I am sure that Mr Sanson did not believe on reasonable grounds that KJ was consenting at that time that the sexual intercourse occurred?


  1. I will consider whether Mr Sanson could not reasonably have believed KJ was not consenting. If I am sure that a reasonable person standing in Mr Sanson’s shoes would not have believed KJ was consenting, that would be enough. This is to be accessed at the time of the sexual intercourse.
  2. The evidence in relation to consent is relevant and applicable to this issue. I have accepted KJ’s evidence that the sexual intercourse was not consensual. On that basis, no reasonable person in Mr Sanson’s shoes would have believed KJ was consenting. According to KJ’s evidence, she was told they were going to have sex, she was grabbed and forced into her sleeping house and her legs were forced open. No reasonable person would have thought KJ was consenting given the circumstances when prior to sexual intercourse, she was resisting by closing her legs. KJ lacked agency in the situation, and was overpowered by a man who is physically a lot bigger than her.
  3. Therefore, I am sure that a reasonable person standing in Mr Sanson’s shoes would not have believed that KJ was consenting at the time of the sexual intercourse.

Result


  1. I find Mr Sanson guilty of the charge of sexual intercourse without consent.

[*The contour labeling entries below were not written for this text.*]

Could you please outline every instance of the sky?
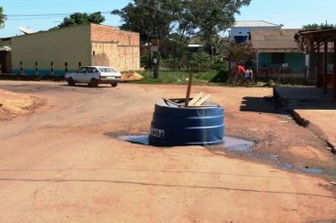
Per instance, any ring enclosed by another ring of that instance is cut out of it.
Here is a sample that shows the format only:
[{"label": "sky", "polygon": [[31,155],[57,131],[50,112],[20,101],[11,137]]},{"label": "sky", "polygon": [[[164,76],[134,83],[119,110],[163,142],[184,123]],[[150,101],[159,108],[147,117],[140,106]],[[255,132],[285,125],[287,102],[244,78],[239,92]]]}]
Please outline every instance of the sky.
[{"label": "sky", "polygon": [[[74,12],[102,12],[109,26],[121,25],[121,18],[111,15],[130,0],[0,0],[7,21],[0,29],[0,37],[21,35],[19,27],[40,31],[57,26]],[[300,29],[312,23],[336,24],[335,0],[251,0],[240,9],[236,21],[265,21],[282,24],[282,29]]]}]

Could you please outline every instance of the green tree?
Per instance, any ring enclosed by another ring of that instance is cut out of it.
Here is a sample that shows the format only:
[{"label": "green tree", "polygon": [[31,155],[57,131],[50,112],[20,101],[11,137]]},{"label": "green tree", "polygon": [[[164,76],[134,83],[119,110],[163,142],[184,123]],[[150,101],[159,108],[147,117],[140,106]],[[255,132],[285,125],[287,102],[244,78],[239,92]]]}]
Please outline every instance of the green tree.
[{"label": "green tree", "polygon": [[63,19],[63,21],[60,25],[58,25],[58,28],[85,24],[85,23],[100,24],[101,22],[105,21],[105,19],[101,14],[100,12],[97,12],[91,14],[75,12],[70,15],[70,17],[65,17]]},{"label": "green tree", "polygon": [[232,27],[235,14],[240,7],[248,5],[251,0],[193,0],[191,13],[199,29],[198,35],[210,45],[211,54],[217,54],[217,48],[223,44],[221,33]]},{"label": "green tree", "polygon": [[335,28],[335,27],[336,27],[336,25],[333,25],[332,23],[332,24],[328,24],[328,22],[325,22],[325,23],[321,23],[320,25],[317,24],[317,23],[303,25],[302,29],[331,29],[331,28]]},{"label": "green tree", "polygon": [[4,27],[4,21],[7,19],[7,16],[4,14],[4,9],[0,6],[0,29]]},{"label": "green tree", "polygon": [[150,37],[157,31],[161,39],[167,38],[172,29],[180,10],[180,0],[134,0],[112,14],[119,15],[123,24],[120,29],[140,34],[140,40],[149,42]]}]

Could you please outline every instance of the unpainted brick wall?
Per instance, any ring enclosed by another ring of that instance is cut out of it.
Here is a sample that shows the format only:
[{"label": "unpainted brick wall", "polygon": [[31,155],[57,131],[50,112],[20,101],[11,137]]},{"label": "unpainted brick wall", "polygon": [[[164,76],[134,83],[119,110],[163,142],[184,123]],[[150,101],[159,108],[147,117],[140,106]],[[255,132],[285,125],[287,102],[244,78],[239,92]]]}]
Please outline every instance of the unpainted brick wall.
[{"label": "unpainted brick wall", "polygon": [[119,70],[140,69],[139,33],[91,24],[91,43],[93,65],[112,66]]}]

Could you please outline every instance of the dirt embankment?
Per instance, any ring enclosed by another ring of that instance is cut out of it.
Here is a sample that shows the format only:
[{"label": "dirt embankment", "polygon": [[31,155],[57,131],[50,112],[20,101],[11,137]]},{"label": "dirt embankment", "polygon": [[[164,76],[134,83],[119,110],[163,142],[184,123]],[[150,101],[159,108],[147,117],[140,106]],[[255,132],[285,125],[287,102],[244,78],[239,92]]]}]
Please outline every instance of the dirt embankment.
[{"label": "dirt embankment", "polygon": [[0,121],[33,112],[44,105],[44,100],[0,89]]}]

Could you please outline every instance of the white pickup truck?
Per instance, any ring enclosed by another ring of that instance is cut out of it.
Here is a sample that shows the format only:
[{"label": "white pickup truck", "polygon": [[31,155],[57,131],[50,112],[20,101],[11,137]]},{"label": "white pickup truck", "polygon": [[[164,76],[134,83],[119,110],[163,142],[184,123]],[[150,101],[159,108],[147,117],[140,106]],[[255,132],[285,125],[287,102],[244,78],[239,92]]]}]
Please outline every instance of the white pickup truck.
[{"label": "white pickup truck", "polygon": [[117,87],[122,79],[122,74],[111,67],[87,66],[80,68],[76,73],[65,74],[65,79],[70,86],[86,83],[92,87],[97,87],[99,84],[111,84],[112,87]]}]

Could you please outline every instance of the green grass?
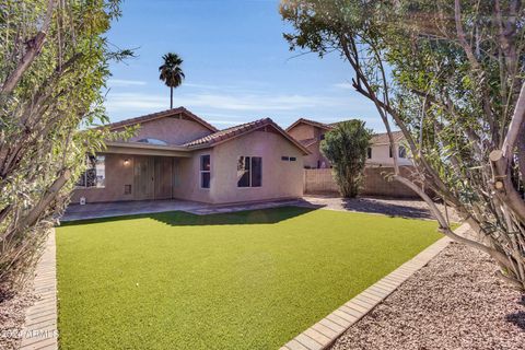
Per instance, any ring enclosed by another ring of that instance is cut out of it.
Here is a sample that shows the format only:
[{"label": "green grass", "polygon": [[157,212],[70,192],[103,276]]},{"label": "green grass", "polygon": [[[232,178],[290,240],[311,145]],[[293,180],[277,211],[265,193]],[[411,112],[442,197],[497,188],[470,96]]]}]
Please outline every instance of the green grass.
[{"label": "green grass", "polygon": [[440,237],[301,208],[57,229],[62,349],[277,349]]}]

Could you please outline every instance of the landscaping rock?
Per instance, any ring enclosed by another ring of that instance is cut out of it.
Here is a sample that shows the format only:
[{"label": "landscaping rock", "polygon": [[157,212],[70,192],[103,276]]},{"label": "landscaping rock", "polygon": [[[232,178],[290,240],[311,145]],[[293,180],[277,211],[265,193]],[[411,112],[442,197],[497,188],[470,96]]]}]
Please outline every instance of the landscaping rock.
[{"label": "landscaping rock", "polygon": [[331,349],[525,349],[525,295],[497,270],[453,243]]}]

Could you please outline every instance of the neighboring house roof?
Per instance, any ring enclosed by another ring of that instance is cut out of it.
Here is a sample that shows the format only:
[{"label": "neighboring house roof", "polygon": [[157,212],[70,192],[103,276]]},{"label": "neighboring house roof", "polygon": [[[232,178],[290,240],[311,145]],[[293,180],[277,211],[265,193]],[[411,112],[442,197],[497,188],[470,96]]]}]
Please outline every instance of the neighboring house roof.
[{"label": "neighboring house roof", "polygon": [[211,124],[209,124],[209,122],[205,121],[203,119],[199,118],[198,116],[196,116],[195,114],[192,114],[191,112],[189,112],[188,109],[186,109],[184,107],[166,109],[166,110],[162,110],[162,112],[148,114],[145,116],[140,116],[140,117],[137,117],[137,118],[131,118],[131,119],[126,119],[126,120],[121,120],[121,121],[117,121],[117,122],[112,122],[112,124],[108,124],[107,127],[109,127],[109,129],[114,130],[114,129],[118,129],[118,128],[129,127],[129,126],[132,126],[132,125],[141,124],[141,122],[145,122],[145,121],[151,121],[151,120],[155,120],[155,119],[160,119],[160,118],[165,118],[165,117],[172,117],[172,116],[176,116],[176,115],[184,115],[186,118],[197,121],[198,124],[202,125],[205,128],[207,128],[207,129],[209,129],[213,132],[218,131],[218,129],[214,126],[212,126]]},{"label": "neighboring house roof", "polygon": [[[405,140],[402,131],[392,131],[392,137],[394,138],[394,143],[399,143]],[[376,133],[370,140],[373,144],[388,144],[390,140],[388,139],[387,132]]]},{"label": "neighboring house roof", "polygon": [[282,137],[288,139],[291,143],[293,143],[296,148],[299,148],[301,151],[303,151],[304,154],[310,154],[310,151],[301,144],[298,140],[292,138],[290,135],[288,135],[281,127],[279,127],[273,120],[270,118],[264,118],[255,121],[249,121],[246,124],[241,124],[228,129],[223,129],[220,131],[217,131],[214,133],[210,133],[208,136],[205,136],[200,139],[190,141],[185,143],[184,145],[188,148],[203,148],[203,147],[214,147],[217,144],[220,144],[225,141],[233,140],[240,136],[246,135],[252,131],[256,131],[266,127],[270,127],[273,130],[276,130],[278,133],[280,133]]},{"label": "neighboring house roof", "polygon": [[307,124],[307,125],[311,125],[313,127],[317,127],[317,128],[325,129],[325,130],[332,129],[332,127],[329,126],[328,124],[324,124],[324,122],[319,122],[319,121],[315,121],[315,120],[310,120],[310,119],[305,119],[305,118],[299,118],[291,126],[289,126],[287,128],[287,131],[290,131],[291,129],[293,129],[295,126],[298,126],[300,124]]}]

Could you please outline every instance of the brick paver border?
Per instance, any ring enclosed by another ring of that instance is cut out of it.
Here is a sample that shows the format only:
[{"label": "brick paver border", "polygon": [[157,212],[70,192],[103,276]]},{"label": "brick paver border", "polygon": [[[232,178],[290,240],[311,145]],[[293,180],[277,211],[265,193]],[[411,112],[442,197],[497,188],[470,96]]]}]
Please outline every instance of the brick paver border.
[{"label": "brick paver border", "polygon": [[[455,232],[463,235],[468,229],[467,224],[463,224]],[[322,350],[328,348],[350,326],[370,313],[416,271],[429,264],[451,242],[452,240],[448,237],[439,240],[416,257],[355,295],[348,303],[341,305],[335,312],[287,342],[280,350]]]},{"label": "brick paver border", "polygon": [[25,312],[21,350],[58,349],[56,262],[55,229],[51,229],[44,254],[36,266],[34,290],[39,299]]}]

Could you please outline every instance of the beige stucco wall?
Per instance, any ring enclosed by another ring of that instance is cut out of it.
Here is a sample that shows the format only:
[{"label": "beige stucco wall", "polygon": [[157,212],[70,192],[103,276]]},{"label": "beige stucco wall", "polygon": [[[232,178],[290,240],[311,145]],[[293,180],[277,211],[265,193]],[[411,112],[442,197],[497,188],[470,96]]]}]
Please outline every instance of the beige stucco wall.
[{"label": "beige stucco wall", "polygon": [[[105,159],[105,187],[77,188],[71,201],[78,203],[81,197],[86,202],[132,200],[133,195],[124,194],[124,185],[133,184],[133,156],[125,154],[103,154]],[[129,160],[127,165],[124,160]]]},{"label": "beige stucco wall", "polygon": [[319,164],[320,167],[330,167],[330,162],[323,155],[319,147],[320,141],[316,141],[307,147],[308,151],[312,152],[312,154],[305,155],[303,158],[304,167],[316,168],[317,164]]},{"label": "beige stucco wall", "polygon": [[[237,187],[240,156],[262,158],[262,186]],[[281,156],[294,156],[295,162]],[[219,144],[212,158],[211,192],[213,202],[238,202],[303,195],[303,160],[301,151],[282,136],[254,131]]]},{"label": "beige stucco wall", "polygon": [[[211,155],[210,189],[200,188],[200,155]],[[72,201],[86,202],[133,200],[124,195],[124,185],[133,187],[133,155],[105,154],[105,188],[79,188]],[[303,195],[303,153],[282,136],[254,131],[215,148],[198,150],[191,158],[177,158],[174,162],[173,197],[210,203],[242,202],[277,198],[296,198]],[[262,158],[262,186],[237,187],[238,156]],[[281,156],[294,156],[285,162]],[[125,165],[125,159],[129,164]]]},{"label": "beige stucco wall", "polygon": [[[399,144],[395,144],[395,152],[398,152]],[[408,149],[407,149],[408,150]],[[408,152],[407,152],[408,154]],[[408,155],[407,155],[408,156]],[[374,144],[372,145],[372,159],[366,160],[366,164],[370,165],[382,165],[382,166],[394,166],[394,159],[390,158],[389,144]],[[398,159],[399,166],[404,165],[413,165],[412,161],[409,158]]]},{"label": "beige stucco wall", "polygon": [[165,117],[141,124],[138,135],[131,138],[130,141],[153,138],[171,144],[183,144],[211,132],[196,121],[178,119],[177,117]]}]

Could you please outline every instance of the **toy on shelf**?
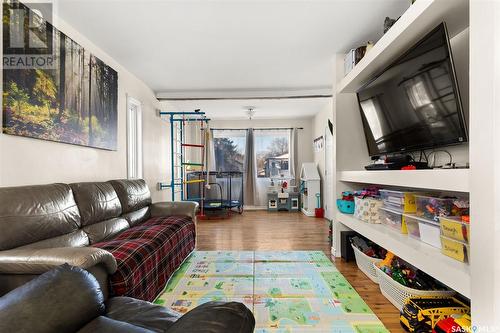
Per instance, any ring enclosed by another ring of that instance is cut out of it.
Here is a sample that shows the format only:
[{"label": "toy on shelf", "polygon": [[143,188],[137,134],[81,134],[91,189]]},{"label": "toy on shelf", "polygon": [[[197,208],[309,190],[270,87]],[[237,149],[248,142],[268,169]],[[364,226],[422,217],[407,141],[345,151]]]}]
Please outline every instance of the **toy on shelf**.
[{"label": "toy on shelf", "polygon": [[441,216],[461,216],[469,214],[469,201],[455,197],[432,197],[415,195],[417,216],[439,222]]},{"label": "toy on shelf", "polygon": [[416,269],[392,252],[387,252],[384,260],[377,266],[399,284],[417,290],[446,290],[434,278]]},{"label": "toy on shelf", "polygon": [[[470,306],[454,297],[410,297],[401,310],[401,326],[410,332],[432,332],[452,315],[470,313]],[[444,331],[446,332],[446,331]]]},{"label": "toy on shelf", "polygon": [[337,199],[337,208],[341,213],[354,214],[354,192],[342,192],[342,198]]},{"label": "toy on shelf", "polygon": [[451,315],[446,319],[438,321],[432,333],[455,333],[455,332],[472,332],[472,322],[470,315],[464,314],[461,316]]},{"label": "toy on shelf", "polygon": [[359,236],[352,237],[351,244],[371,258],[382,259],[386,256],[387,253],[387,250],[385,250],[383,247],[380,247],[372,241],[361,238]]}]

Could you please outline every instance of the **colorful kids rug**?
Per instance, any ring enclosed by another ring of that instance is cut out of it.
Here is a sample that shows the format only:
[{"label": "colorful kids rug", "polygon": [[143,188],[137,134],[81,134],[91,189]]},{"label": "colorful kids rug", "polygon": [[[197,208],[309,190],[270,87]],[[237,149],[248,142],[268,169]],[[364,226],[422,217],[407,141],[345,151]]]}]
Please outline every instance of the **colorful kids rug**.
[{"label": "colorful kids rug", "polygon": [[245,304],[258,333],[389,332],[321,251],[195,251],[155,303],[209,301]]}]

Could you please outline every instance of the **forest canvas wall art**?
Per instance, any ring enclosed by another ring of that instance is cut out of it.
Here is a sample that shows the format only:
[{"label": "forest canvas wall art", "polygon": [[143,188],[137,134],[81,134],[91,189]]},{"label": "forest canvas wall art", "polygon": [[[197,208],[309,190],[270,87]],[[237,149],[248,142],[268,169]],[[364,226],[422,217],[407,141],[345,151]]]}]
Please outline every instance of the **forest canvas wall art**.
[{"label": "forest canvas wall art", "polygon": [[[3,12],[5,46],[15,17]],[[50,23],[40,29],[51,29],[52,66],[6,68],[4,55],[3,132],[116,150],[117,72]]]}]

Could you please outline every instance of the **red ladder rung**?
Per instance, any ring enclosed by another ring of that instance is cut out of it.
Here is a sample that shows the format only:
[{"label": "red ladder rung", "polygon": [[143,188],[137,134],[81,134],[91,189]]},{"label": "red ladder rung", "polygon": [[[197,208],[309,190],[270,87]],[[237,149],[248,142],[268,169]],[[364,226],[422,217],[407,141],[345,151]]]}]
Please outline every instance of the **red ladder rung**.
[{"label": "red ladder rung", "polygon": [[194,143],[183,143],[183,147],[198,147],[198,148],[205,148],[205,145],[196,145]]}]

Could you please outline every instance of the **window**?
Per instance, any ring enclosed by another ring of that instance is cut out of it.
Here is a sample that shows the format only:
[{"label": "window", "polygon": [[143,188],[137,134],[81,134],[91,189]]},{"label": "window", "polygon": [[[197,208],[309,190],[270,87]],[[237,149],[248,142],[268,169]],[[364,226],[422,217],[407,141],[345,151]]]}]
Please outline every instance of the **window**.
[{"label": "window", "polygon": [[255,130],[257,177],[290,176],[290,130]]},{"label": "window", "polygon": [[213,130],[216,171],[244,171],[246,130]]},{"label": "window", "polygon": [[142,178],[142,106],[127,97],[127,177]]}]

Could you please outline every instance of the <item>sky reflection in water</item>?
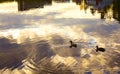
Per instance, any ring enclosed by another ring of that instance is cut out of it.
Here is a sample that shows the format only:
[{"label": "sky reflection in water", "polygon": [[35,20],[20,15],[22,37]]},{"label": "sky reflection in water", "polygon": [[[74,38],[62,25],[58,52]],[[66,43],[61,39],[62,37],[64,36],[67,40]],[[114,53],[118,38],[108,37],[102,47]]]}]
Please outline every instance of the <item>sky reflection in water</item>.
[{"label": "sky reflection in water", "polygon": [[[119,70],[120,25],[116,20],[101,20],[89,9],[84,13],[75,3],[53,2],[24,12],[16,11],[16,2],[0,4],[0,8],[1,74]],[[69,48],[69,40],[82,43]],[[106,52],[95,52],[90,40]]]}]

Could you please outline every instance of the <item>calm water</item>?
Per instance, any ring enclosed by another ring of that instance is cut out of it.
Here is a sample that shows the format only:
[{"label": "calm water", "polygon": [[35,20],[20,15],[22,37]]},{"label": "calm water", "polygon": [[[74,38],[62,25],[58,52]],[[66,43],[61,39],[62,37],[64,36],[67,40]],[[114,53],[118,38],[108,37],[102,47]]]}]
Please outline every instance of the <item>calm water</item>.
[{"label": "calm water", "polygon": [[[105,8],[82,0],[42,2],[0,3],[0,74],[120,71],[119,2]],[[96,52],[96,45],[106,51]]]}]

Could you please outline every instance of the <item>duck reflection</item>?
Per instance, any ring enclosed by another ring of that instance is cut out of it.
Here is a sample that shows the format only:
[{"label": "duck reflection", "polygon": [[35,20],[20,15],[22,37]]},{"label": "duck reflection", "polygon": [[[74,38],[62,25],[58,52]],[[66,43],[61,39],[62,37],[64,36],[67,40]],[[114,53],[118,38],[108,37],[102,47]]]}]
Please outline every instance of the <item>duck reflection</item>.
[{"label": "duck reflection", "polygon": [[18,11],[29,10],[31,8],[43,8],[46,4],[51,5],[52,0],[18,0]]}]

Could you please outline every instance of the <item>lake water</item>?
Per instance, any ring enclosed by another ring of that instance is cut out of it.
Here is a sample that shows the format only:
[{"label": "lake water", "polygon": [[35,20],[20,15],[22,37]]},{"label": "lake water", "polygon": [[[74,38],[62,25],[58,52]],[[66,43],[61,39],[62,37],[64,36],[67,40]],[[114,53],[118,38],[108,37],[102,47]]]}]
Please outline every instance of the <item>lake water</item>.
[{"label": "lake water", "polygon": [[[32,9],[16,1],[0,3],[0,74],[120,71],[120,24],[113,11],[101,19],[91,7],[68,1]],[[70,40],[77,48],[69,47]],[[96,52],[97,45],[106,51]]]}]

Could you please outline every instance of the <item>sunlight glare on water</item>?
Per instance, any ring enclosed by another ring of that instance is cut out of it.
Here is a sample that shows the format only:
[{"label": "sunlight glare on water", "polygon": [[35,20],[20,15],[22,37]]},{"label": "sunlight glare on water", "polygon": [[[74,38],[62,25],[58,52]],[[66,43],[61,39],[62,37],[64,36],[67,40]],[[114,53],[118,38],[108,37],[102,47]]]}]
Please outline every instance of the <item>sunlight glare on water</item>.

DATED at Port Vila this 1st day of April 2026
BY THE COURT


.................................................
Justice M A MacKenzie



[1] contrary to ss 89A, 90(a) and 91 of the Penal Code [CAP 135]

[2] see also Public Prosecutor v Jack [2013] VUSC 81 at [14]

[3] Public Prosecutor v Tor - Judgment [2003] VUSC 101

[4] See Ishmael v Public Prosecutor [2005] VUCA 1 and McEwen v Public Prosecutor [2011] VUCA 32.

[5] Section 8 of the Penal Code [CAP 135] and s 11 (1) of the Evidence Act 2025.

[6] s 17 of the Evidence Act 2025

[7] See ss 40 and 51 of the Evidence Act 2025

[8] I gave counsel an opportunity to ask questions if they wished to do so. See section 44 of the Evidence Act 2025.

[9] That was the position of Mr Sanson

[10] See the discussion in Public Prosecutor v Enkey [2024] VUSC 236.